Note
Access to this page requires authorization. You can try signing in or changing directories.
Access to this page requires authorization. You can try changing directories.
Microsoft Discovery includes the Bookshelf, a capability that enables customers to convert their data into curated graphs known as Knowledge Bases (KBs). The key components of the Bookshelf are the Bookshelf resource and the Knowledge Bases within each Bookshelf. A Knowledge Base contains a vector database and knowledge graph of your indexed artifacts. KBs can be used by Discovery agents as grounding skills and queried by Discovery agents for various use cases, including answering questions, summarization, and reasoning.
When to use the Bookshelf
The Bookshelf is best for reasoning over your curated, proprietary data. Knowledge Bases are especially effective when their scoped contents are thematically related and directly applicable to your Discovery workflow. For example, an Application-Specific Integrated Circuit (ASIC) design team could create a Knowledge Base with their project's hardware specifications, simulation result reports, and the latest relevant literature from the field. Querying this Knowledge Base during design workflows ensures Discovery's reasoning is grounded with previous engineering content and scientific literature.
For using data in a tool call or otherwise directly using data in Discovery, creating a Knowledge Base is often not necessary. Similarly, to search over vast repositories of data or to find resources that might be relevant to your workflow, we suggest using Azure AI Search, SharePoint Search, or similar general purpose search tools. Once you have identified the data that is most relevant to your workflow, a Knowledge Base including this curated data can help ground your Discovery workflows and derive new insights in context.
Features
At a high level, the Bookshelf works by converting diverse file formats to text, then generating a graphical representation of that text, which can be queried using natural language.
The Bookshelf uses an advanced technique developed by Microsoft Research called Graph Retrieval-Augmented Generation (GraphRAG) to transform customer data into graph-based representations and generate responses to queries. Unlike traditional RAG methods, GraphRAG-based algorithms not only create an indexed vector database of the source content but also construct a knowledge graph that captures entity relationships within the data. Research from Microsoft demonstrates that GraphRAG delivers more accurate and comprehensive grounding information than standard RAG or vector-based techniques, leading to higher-quality responses.
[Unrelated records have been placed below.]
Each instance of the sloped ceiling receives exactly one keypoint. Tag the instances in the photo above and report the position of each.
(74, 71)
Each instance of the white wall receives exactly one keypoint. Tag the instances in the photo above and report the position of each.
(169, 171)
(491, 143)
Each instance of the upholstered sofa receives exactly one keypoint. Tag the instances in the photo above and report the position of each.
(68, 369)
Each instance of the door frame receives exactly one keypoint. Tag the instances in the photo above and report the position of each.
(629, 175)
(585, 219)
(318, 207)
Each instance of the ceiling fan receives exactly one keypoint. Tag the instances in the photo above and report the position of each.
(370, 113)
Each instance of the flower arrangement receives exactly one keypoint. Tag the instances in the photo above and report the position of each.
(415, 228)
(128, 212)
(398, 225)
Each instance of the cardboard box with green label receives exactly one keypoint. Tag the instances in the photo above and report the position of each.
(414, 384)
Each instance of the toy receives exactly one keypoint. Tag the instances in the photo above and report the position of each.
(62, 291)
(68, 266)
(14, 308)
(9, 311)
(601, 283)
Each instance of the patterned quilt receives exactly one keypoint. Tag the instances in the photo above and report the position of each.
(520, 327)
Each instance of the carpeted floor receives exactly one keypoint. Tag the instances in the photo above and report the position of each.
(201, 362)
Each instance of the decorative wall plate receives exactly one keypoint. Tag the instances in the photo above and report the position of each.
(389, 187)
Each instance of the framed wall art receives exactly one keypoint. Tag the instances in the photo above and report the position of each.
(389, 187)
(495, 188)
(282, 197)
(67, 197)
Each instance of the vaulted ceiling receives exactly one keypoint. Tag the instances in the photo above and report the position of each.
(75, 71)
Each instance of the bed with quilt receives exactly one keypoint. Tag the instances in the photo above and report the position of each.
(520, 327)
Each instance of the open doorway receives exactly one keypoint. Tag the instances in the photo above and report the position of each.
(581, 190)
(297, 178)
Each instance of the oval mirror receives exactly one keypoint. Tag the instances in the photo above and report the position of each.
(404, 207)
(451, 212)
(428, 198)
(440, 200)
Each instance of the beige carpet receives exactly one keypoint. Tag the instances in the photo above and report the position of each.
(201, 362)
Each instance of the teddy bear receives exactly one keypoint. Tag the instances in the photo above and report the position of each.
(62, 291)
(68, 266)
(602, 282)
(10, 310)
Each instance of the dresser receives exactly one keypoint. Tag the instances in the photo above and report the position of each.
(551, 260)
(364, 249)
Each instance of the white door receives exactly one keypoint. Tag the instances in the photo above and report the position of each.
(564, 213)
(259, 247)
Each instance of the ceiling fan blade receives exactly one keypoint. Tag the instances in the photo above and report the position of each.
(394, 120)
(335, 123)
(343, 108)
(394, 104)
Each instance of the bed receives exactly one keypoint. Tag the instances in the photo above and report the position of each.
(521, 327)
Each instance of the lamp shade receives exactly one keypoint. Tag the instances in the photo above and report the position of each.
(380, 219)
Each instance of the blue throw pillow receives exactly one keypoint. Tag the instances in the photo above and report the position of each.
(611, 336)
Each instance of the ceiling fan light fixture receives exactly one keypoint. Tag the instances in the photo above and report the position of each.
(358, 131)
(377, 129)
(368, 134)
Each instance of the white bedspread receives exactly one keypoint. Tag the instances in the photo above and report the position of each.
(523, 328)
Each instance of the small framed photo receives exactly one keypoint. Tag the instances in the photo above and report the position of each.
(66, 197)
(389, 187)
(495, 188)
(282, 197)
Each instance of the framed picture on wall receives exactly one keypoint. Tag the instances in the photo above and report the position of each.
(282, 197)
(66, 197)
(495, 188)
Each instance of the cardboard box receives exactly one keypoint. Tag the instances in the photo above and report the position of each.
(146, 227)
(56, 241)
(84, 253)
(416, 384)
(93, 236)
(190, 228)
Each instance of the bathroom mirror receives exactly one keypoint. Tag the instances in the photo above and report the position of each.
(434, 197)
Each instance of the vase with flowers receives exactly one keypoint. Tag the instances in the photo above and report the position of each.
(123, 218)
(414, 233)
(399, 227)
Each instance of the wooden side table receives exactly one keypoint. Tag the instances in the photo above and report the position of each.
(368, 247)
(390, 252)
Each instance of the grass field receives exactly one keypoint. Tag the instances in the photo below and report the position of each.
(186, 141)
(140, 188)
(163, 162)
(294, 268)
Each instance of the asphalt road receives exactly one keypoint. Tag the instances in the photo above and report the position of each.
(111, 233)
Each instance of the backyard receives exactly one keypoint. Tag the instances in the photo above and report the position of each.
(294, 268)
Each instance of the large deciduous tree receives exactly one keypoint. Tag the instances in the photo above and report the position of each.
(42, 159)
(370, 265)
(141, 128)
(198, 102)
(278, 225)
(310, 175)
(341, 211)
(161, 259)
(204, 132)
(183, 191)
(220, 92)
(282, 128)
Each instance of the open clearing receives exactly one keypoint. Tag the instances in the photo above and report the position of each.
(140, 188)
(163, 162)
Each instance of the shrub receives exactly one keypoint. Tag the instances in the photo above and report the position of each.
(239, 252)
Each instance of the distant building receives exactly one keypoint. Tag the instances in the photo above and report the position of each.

Both Microsoft Discovery and the Microsoft Discovery app use the same GraphRAG-based indexing technology under the hood.
Indexing
Currently, the Bookshelf supports indexing unstructured (text-based) file formats stored in Azure Blob Storage or stored locally if using the app. Supported file formats are documented in the Create a Bookshelf and index a Knowledge Base how-to guide.
The Bookshelf in Microsoft Discovery uses Azure AI Search Enrichment to process supported file formats. Images embedded in supported file formats are processed using Azure AI Search's built-in Vision skill, which automatically generates alt-text for embedded images. The knowledge graph and vector database that results from indexing, collectively known as a Knowledge Base (KB), are stored in an Azure SQL DB in your subscription.
The Bookshelf in the Microsoft Discovery app uses different libraries to process files locally, but the end result is still a queryable knowledge graph.
Query
The Bookshelf provides the query function that can be invoked by any agent running on the Microsoft Discovery platform, including your own agent.
Known limitations
Unsupported file types
Encrypted, password-protected, or sensitivity-labeled files aren't supported for indexing. Any unsupported file types are skipped during indexing.
One knowledge base per Bookshelf
Each Bookshelf can only contain one Knowledge Base. However, Projects can contain many Bookshelves.
Note
The ability to create multiple Knowledge Bases within the same Bookshelf is a planned feature for future releases.
Incremental indexing
Incremental indexing isn't currently supported. To update Knowledge Bases, you must delete them and re-index.
Note
Incremental indexing is a planned feature for future releases.
Scale
The Bookshelf in Microsoft Discovery currently supports Small (<200 MB of text), Medium (<500 MB of text, default size), and Large (<1 GB of text)-sized deployments. For more information on supported index sizes and the resources required to support each size, see the Bookshelf creation How To guide. Bookshelf scale in the Microsoft Discovery app is limited by your machine's compute power.
Best practices
The Bookshelf is an evolving feature. Over the course of future releases, we'll improve the costs and time associated with creating Bookshelf deployments and indexing and searching over KBs. We'll also support incremental indexing and we'll take advantage of newer GPT models for search. Currently, for the best performance and to minimize costs of re-deployment, re-indexing, re-enrichment, or search, we recommend the following best practices:
- Limit each Knowledge Base to Small or Medium (default)-sized deployments
- Ensure each KB's content is thematically coherent and directly applicable to your Discovery workflow.